En 1975, Bruce Springsteen ne joue pas sa carrière, il joue sa survie. Enfermé dans les Record Plant Studios de New York, il traque un son impossible, cette collision entre la démesure de Phil Spector et la hargne de Bob Dylan. Born to Run n’est pas un disque, c’est une évasion à moteur V8.
Dès l’ouverture de “Thunder Road”, l’harmonica déchire le silence comme un appel d’air, annonçant l’arrivée du E Street Band, cette machine de guerre capable de sculpter des cathédrales de rock avec une précision d’orfèvre.
Sous la houlette de Jon Landau, la production devient une forge. On y entend le piano de Roy Bittan qui perle comme une pluie d’été sur le bitume chaud, tandis que le saxophone de Clarence Clemons défonce les portes closes de la classe ouvrière.
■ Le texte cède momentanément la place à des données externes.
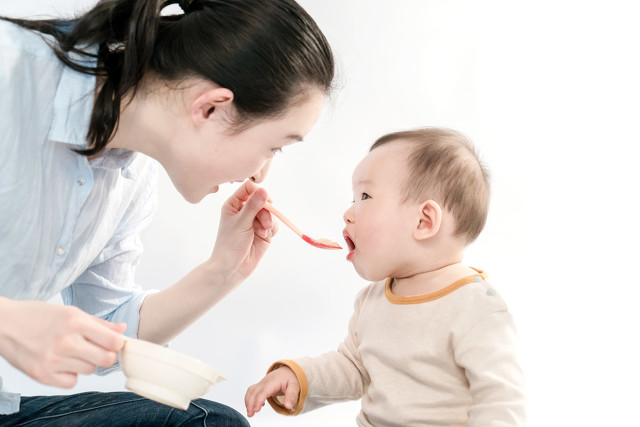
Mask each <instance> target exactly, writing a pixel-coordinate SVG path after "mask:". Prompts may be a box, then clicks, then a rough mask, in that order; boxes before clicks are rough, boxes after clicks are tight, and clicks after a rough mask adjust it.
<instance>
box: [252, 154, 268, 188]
mask: <svg viewBox="0 0 640 427" xmlns="http://www.w3.org/2000/svg"><path fill="white" fill-rule="evenodd" d="M270 167H271V159H269V160H267V161H266V162H265V164H264V165H263V166H262V169H260V171H258V173H257V174H255V175H253V176H252V177H251V181H253V182H256V183H260V182H262V181H264V179H265V178H266V177H267V174H268V173H269V168H270Z"/></svg>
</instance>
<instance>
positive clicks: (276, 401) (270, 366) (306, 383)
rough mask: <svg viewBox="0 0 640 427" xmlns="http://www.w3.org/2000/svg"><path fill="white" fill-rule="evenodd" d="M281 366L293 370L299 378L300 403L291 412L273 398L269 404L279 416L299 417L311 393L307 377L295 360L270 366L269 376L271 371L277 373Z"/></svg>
mask: <svg viewBox="0 0 640 427" xmlns="http://www.w3.org/2000/svg"><path fill="white" fill-rule="evenodd" d="M281 366H286V367H288V368H289V369H291V370H292V371H293V373H294V374H296V377H297V378H298V382H299V383H300V394H299V395H298V402H296V404H295V405H294V406H293V408H292V409H291V410H288V409H287V408H285V407H284V406H283V405H281V404H280V402H278V401H277V400H276V399H274V398H273V397H269V398H267V402H269V405H271V407H272V408H273V410H274V411H276V412H277V413H279V414H282V415H298V414H300V413H301V412H302V408H304V402H305V401H306V400H307V393H308V392H309V383H308V382H307V375H306V374H305V373H304V370H303V369H302V367H300V365H298V364H297V363H296V362H294V361H293V360H279V361H277V362H275V363H274V364H272V365H271V366H269V369H267V374H268V373H269V372H271V371H275V370H276V369H278V368H279V367H281Z"/></svg>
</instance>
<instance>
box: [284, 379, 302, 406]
mask: <svg viewBox="0 0 640 427" xmlns="http://www.w3.org/2000/svg"><path fill="white" fill-rule="evenodd" d="M299 395H300V387H299V386H298V385H296V384H289V386H288V387H287V389H286V390H285V392H284V407H285V408H287V409H289V410H291V409H293V408H294V407H295V405H296V403H298V396H299Z"/></svg>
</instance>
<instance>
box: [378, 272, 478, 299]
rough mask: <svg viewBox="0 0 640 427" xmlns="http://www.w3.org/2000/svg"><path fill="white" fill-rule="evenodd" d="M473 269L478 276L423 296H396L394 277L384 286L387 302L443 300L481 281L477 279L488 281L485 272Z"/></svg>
mask: <svg viewBox="0 0 640 427" xmlns="http://www.w3.org/2000/svg"><path fill="white" fill-rule="evenodd" d="M471 268H473V267H471ZM473 269H474V270H475V271H477V272H478V274H474V275H472V276H467V277H463V278H462V279H459V280H456V281H455V282H453V283H452V284H450V285H449V286H447V287H445V288H442V289H440V290H438V291H435V292H431V293H428V294H423V295H411V296H408V297H405V296H400V295H395V294H394V293H393V292H392V291H391V284H392V283H393V280H394V279H393V278H392V277H389V278H388V279H387V281H386V282H385V284H384V294H385V296H386V297H387V300H388V301H389V302H391V303H393V304H420V303H423V302H429V301H435V300H437V299H439V298H442V297H443V296H445V295H449V294H450V293H451V292H453V291H455V290H456V289H459V288H461V287H463V286H464V285H468V284H469V283H473V282H477V281H479V280H480V279H476V277H479V278H481V279H482V280H487V277H489V276H488V275H487V273H486V272H485V271H482V270H478V269H477V268H473Z"/></svg>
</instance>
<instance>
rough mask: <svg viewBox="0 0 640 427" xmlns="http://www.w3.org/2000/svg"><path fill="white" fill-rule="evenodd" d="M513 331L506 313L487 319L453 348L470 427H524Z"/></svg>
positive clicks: (520, 373)
mask: <svg viewBox="0 0 640 427" xmlns="http://www.w3.org/2000/svg"><path fill="white" fill-rule="evenodd" d="M516 343H517V337H516V329H515V325H514V322H513V319H512V317H511V314H510V313H509V312H508V311H503V312H496V313H492V314H490V315H488V316H487V317H485V318H484V319H482V320H481V321H480V322H478V323H477V324H475V325H474V326H473V327H472V328H471V330H469V331H468V332H467V333H466V334H465V336H464V337H463V338H462V339H461V340H460V342H458V343H457V345H456V346H455V349H454V352H455V358H456V361H457V363H458V364H459V365H460V366H461V367H463V368H464V370H465V373H466V376H467V379H468V380H469V388H470V391H471V399H472V404H471V407H470V408H469V426H470V427H477V426H483V427H507V426H508V427H514V426H524V425H526V400H525V394H524V374H523V372H522V368H521V366H520V363H519V361H518V350H517V346H516Z"/></svg>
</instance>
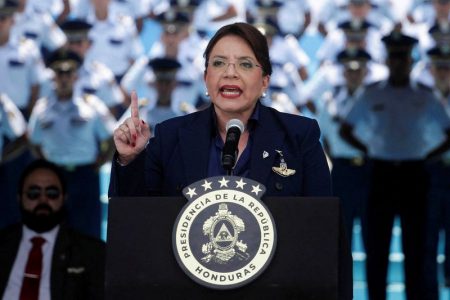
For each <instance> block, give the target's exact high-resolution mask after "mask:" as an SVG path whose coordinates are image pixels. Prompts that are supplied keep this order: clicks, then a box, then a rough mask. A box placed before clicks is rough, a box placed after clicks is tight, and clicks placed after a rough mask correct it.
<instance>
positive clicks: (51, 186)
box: [25, 186, 61, 200]
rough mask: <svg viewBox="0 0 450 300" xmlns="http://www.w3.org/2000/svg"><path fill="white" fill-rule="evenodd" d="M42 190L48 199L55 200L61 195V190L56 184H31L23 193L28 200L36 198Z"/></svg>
mask: <svg viewBox="0 0 450 300" xmlns="http://www.w3.org/2000/svg"><path fill="white" fill-rule="evenodd" d="M42 192H44V193H45V197H47V198H48V199H50V200H56V199H58V198H59V196H60V195H61V191H60V190H59V188H58V187H56V186H48V187H46V188H41V187H39V186H31V187H30V188H29V189H28V190H27V191H26V192H25V195H26V196H27V198H28V199H30V200H37V199H38V198H39V197H40V196H41V195H42Z"/></svg>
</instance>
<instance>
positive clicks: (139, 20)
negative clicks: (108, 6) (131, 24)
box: [71, 0, 150, 32]
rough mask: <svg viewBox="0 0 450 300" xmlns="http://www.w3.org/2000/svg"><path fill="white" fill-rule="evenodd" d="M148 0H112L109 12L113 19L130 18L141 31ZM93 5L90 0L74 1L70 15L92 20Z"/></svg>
mask: <svg viewBox="0 0 450 300" xmlns="http://www.w3.org/2000/svg"><path fill="white" fill-rule="evenodd" d="M149 6H150V4H149V1H148V0H145V1H142V0H112V1H111V2H110V5H109V8H108V10H109V14H110V15H111V18H113V19H118V20H120V19H123V18H130V19H131V20H133V23H134V24H135V26H136V30H137V31H138V32H141V31H142V28H143V26H144V19H145V18H146V17H147V16H148V14H149V12H150V8H149ZM94 14H95V13H94V6H93V4H92V1H91V0H78V1H74V3H73V5H72V8H71V17H72V18H76V19H84V20H86V21H93V20H94V19H95V17H94Z"/></svg>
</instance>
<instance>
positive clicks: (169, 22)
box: [121, 10, 209, 114]
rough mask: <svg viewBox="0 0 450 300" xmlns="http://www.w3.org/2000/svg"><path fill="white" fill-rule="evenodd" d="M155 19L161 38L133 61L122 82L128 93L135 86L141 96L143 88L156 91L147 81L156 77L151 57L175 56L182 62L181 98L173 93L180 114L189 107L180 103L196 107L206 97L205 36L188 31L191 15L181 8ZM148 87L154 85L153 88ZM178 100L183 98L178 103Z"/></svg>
mask: <svg viewBox="0 0 450 300" xmlns="http://www.w3.org/2000/svg"><path fill="white" fill-rule="evenodd" d="M156 19H157V20H158V21H159V22H160V24H161V26H162V28H163V32H162V33H161V37H160V39H159V40H158V41H156V42H155V43H154V44H153V46H152V48H150V50H149V53H148V55H146V56H142V57H141V58H139V59H138V60H137V61H136V62H135V63H134V64H133V66H132V67H131V68H130V70H129V71H128V72H127V74H126V75H125V76H124V78H123V79H122V81H121V86H122V88H123V90H124V91H126V92H127V93H131V91H133V90H136V91H138V92H139V95H140V96H142V95H143V94H142V92H141V91H140V88H143V89H144V91H143V93H145V94H146V95H149V94H151V93H155V90H154V87H152V86H149V85H148V83H149V82H152V81H153V79H152V77H151V71H150V70H149V68H148V63H149V61H150V60H152V59H154V58H161V57H166V58H171V59H174V60H176V61H178V63H180V64H181V68H180V69H179V70H178V72H177V73H176V76H177V87H176V92H175V94H177V95H183V96H182V97H181V98H180V97H178V96H175V97H174V98H175V99H177V100H175V99H174V101H173V105H174V110H175V111H177V113H178V114H185V113H186V111H185V110H182V109H180V108H181V106H180V103H185V104H187V106H189V107H195V106H197V104H198V102H199V99H201V101H200V102H202V101H204V100H205V99H203V98H201V97H202V95H204V93H205V91H206V90H205V85H204V84H203V80H202V76H203V65H202V63H203V57H202V56H201V55H202V54H201V53H203V50H204V49H203V48H204V47H206V40H203V39H200V38H199V36H198V34H197V33H196V32H189V25H190V22H189V18H188V16H187V15H186V14H184V13H182V12H176V11H173V10H169V11H166V12H164V13H162V14H160V15H158V16H157V18H156ZM148 89H150V90H152V89H153V92H151V91H149V90H148ZM145 97H147V96H145ZM149 98H150V99H151V98H152V97H149ZM178 99H179V100H178ZM178 101H181V102H180V103H176V102H178ZM208 101H209V100H208Z"/></svg>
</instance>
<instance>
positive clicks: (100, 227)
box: [61, 164, 102, 238]
mask: <svg viewBox="0 0 450 300" xmlns="http://www.w3.org/2000/svg"><path fill="white" fill-rule="evenodd" d="M61 167H62V168H63V170H64V175H65V177H66V180H67V193H68V198H67V200H66V205H67V211H68V216H67V223H68V224H69V225H70V226H71V227H72V228H74V229H76V230H78V231H80V232H82V233H84V234H87V235H90V236H93V237H96V238H100V236H101V217H102V212H101V203H100V178H99V173H98V170H97V168H96V166H95V165H94V164H88V165H78V166H76V165H74V166H61Z"/></svg>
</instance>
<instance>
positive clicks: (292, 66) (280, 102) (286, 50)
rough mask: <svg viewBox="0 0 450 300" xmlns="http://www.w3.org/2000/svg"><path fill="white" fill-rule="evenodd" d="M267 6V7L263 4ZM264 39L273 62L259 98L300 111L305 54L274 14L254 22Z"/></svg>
mask: <svg viewBox="0 0 450 300" xmlns="http://www.w3.org/2000/svg"><path fill="white" fill-rule="evenodd" d="M266 9H267V7H266ZM253 26H255V27H256V28H257V29H258V30H259V31H260V32H261V33H262V34H263V35H264V36H265V37H266V39H267V43H268V45H269V52H270V61H271V63H272V75H271V76H270V86H269V88H268V89H267V91H266V93H265V94H266V95H265V96H264V97H262V98H261V102H262V103H263V104H264V105H266V106H270V107H273V108H275V109H277V110H278V111H282V112H288V113H292V114H299V109H298V108H297V107H300V106H301V104H303V103H302V102H301V100H302V99H303V97H302V87H303V80H302V77H301V75H303V76H304V77H306V76H307V71H306V64H307V63H308V62H309V58H308V56H307V55H306V54H305V53H304V52H303V50H302V49H301V48H300V46H299V44H298V41H297V40H296V39H295V38H294V37H293V36H290V37H284V36H282V35H281V34H280V29H279V27H278V24H277V22H276V20H275V19H274V16H272V17H270V16H266V17H265V18H263V19H260V18H258V19H256V21H255V22H254V23H253Z"/></svg>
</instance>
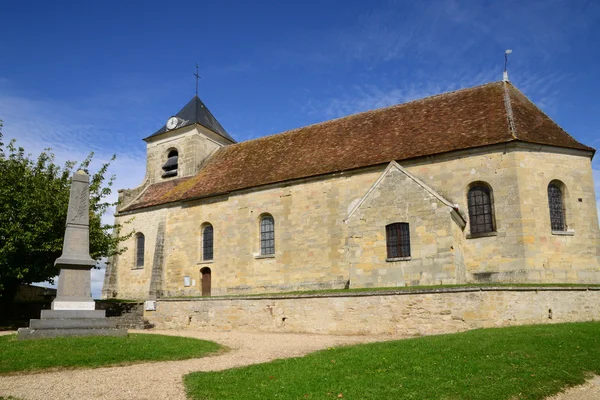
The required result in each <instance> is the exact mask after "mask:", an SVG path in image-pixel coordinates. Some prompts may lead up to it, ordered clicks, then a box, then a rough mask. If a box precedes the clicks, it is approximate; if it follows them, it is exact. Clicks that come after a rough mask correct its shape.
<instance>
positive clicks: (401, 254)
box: [385, 222, 410, 258]
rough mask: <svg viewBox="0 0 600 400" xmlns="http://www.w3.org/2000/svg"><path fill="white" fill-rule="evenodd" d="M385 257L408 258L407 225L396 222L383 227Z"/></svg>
mask: <svg viewBox="0 0 600 400" xmlns="http://www.w3.org/2000/svg"><path fill="white" fill-rule="evenodd" d="M385 237H386V244H387V257H388V258H400V257H410V231H409V229H408V223H406V222H397V223H394V224H390V225H387V226H386V227H385Z"/></svg>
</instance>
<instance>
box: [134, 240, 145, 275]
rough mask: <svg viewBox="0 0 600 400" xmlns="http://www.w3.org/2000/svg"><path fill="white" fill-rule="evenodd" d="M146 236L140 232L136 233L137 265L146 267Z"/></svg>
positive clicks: (135, 251)
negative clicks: (136, 233)
mask: <svg viewBox="0 0 600 400" xmlns="http://www.w3.org/2000/svg"><path fill="white" fill-rule="evenodd" d="M145 242H146V238H145V237H144V234H143V233H141V232H138V233H137V234H136V235H135V267H136V268H144V250H145V248H146V243H145Z"/></svg>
Tenir cette pochette en noir et blanc, c’était sentir le cuir du blouson et l’urgence de partir. Ce disque irrradie une tension cinématographique où chaque morceau est un court-métrage sur la rédemption.
Des titres comme “Backstreets” ou “Jungleland” ne sont plus des chansons, mais des récits épiques où les guitares Fender Esquire lacèrent le désespoir pour y trouver une lueur. Pour ceux qui avaient vingt ans, c’était le premier souffle de liberté après la chute des idoles.
C’est l’instant précis où le rock a cessé d’être un divertissement pour redevenir un acte de foi.